Samson S M, Chapman J L, Belagaje R, Queener S W, Ingolia T D
Proc Natl Acad Sci U S A. 1987 Aug;84(16):5705-9. doi: 10.1073/pnas.84.16.5705.
The predicted amino acid sequences of isopenicillin N synthetase from both Cephalosporium acremonium and Penicillium chrysogenum have two cysteine residues in analogous positions (Cys-106 and Cys-255 in the C. acremonium numbering). To examine the role of these cysteine residues in the activity of the C. acremonium enzyme, we used site-directed in vitro mutagenesis to change these cysteine residues to serine residues. Mutation of Cys-255 reduces specific activity approximately equal to 50%, whereas mutation of Cys-106 or mutation of both Cys-106 and Cys-255 reduces specific activity about 97%. This suggests that the cysteines are important but not essential for IPNS activity. Alkylation of IPNS also almost completely inactivated the enzyme, but residual activity could have been due to incomplete alkylation. Atomic substitution via genetic manipulation in this case is a more accurate means of assessing the role of sulfhydryl moieties in enzyme activity.

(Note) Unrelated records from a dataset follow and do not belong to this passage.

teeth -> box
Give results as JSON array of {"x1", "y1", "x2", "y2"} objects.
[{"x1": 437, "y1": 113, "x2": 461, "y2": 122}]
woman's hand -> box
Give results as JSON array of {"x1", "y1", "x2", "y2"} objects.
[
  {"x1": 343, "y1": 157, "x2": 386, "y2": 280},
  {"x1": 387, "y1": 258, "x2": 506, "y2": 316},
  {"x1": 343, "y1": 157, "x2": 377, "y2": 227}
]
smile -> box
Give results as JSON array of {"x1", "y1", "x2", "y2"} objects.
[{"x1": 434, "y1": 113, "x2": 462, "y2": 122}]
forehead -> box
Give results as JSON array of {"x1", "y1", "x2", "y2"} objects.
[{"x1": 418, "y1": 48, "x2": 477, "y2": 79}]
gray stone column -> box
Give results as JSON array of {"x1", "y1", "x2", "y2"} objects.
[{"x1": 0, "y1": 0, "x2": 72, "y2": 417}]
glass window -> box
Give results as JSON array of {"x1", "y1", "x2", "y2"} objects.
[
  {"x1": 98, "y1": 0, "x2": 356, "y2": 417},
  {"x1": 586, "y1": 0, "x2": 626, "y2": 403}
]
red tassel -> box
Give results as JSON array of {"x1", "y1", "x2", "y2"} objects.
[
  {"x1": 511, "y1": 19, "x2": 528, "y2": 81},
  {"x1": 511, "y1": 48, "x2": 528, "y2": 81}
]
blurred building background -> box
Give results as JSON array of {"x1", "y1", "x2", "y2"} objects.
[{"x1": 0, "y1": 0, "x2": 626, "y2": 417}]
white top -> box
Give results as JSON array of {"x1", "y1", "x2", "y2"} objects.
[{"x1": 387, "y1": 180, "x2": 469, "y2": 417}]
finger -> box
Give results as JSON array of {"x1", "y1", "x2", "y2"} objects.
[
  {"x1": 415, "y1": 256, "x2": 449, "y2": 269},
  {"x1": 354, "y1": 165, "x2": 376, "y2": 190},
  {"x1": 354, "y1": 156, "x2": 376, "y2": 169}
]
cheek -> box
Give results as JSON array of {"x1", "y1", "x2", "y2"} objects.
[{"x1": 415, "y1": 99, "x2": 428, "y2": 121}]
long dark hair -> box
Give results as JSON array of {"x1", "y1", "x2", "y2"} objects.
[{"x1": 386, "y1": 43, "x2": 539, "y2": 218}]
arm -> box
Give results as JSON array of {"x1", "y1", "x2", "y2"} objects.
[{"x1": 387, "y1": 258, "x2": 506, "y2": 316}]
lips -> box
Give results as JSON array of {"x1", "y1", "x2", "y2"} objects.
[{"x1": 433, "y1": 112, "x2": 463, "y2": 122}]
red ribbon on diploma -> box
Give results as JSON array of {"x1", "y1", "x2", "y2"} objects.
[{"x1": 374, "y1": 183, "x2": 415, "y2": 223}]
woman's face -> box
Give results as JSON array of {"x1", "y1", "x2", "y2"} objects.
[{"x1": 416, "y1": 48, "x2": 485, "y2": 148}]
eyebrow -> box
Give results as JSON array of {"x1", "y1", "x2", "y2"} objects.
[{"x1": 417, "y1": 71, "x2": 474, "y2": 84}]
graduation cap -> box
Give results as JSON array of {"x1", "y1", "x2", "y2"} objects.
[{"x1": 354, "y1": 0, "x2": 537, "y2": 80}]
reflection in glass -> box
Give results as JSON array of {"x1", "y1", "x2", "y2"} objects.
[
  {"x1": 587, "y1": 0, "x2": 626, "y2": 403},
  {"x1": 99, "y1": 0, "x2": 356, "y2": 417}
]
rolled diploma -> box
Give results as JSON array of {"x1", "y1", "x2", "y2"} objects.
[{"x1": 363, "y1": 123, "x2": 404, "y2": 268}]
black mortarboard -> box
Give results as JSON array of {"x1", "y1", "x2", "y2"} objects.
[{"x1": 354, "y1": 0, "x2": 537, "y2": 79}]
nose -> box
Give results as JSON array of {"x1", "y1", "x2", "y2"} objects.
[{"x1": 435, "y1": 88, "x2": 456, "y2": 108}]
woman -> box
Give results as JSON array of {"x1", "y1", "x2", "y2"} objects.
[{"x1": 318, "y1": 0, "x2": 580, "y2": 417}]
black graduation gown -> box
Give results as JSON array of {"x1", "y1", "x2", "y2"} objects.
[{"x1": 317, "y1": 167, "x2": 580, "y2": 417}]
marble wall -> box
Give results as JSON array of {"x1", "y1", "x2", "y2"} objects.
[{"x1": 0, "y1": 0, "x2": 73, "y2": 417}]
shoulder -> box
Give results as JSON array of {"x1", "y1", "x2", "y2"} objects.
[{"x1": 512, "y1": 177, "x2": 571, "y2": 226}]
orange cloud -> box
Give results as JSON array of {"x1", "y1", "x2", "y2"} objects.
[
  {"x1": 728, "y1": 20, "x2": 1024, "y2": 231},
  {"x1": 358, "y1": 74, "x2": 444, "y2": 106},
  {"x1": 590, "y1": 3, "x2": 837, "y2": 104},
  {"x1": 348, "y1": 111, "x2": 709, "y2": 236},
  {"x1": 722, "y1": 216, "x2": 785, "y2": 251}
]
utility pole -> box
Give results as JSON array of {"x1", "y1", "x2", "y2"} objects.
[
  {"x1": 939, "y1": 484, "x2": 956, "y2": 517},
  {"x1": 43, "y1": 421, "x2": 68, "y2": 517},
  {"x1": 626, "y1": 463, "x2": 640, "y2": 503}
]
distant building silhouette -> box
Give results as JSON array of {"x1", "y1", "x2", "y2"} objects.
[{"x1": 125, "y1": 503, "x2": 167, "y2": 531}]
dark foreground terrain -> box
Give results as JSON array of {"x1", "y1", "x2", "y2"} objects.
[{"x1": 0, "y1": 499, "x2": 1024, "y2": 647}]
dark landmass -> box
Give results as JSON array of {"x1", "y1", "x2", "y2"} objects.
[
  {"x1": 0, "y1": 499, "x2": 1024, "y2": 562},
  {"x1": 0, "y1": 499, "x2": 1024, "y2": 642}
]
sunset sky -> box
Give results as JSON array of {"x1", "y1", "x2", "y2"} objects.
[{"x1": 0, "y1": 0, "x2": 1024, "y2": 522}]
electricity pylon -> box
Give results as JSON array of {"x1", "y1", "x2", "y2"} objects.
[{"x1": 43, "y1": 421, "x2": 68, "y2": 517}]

顶头孢霉和产黄青霉异青霉素N合成酶的预测氨基酸序列在类似位置有两个半胱氨酸残基(按顶头孢霉编号为Cys-106和Cys-255)。为了研究这些半胱氨酸残基在顶头孢霉该酶活性中的作用,我们使用定点体外诱变将这些半胱氨酸残基变为丝氨酸残基。Cys-255的突变使比活性降低约50%,而Cys-106的突变或Cys-106和Cys-255两者的突变使比活性降低约97%。这表明半胱氨酸对于异青霉素N合成酶活性很重要但并非必不可少。异青霉素N合成酶的烷基化也几乎完全使该酶失活,但残余活性可能是由于烷基化不完全所致。在这种情况下,通过基因操作进行原子取代是评估巯基部分在酶活性中作用的更准确方法。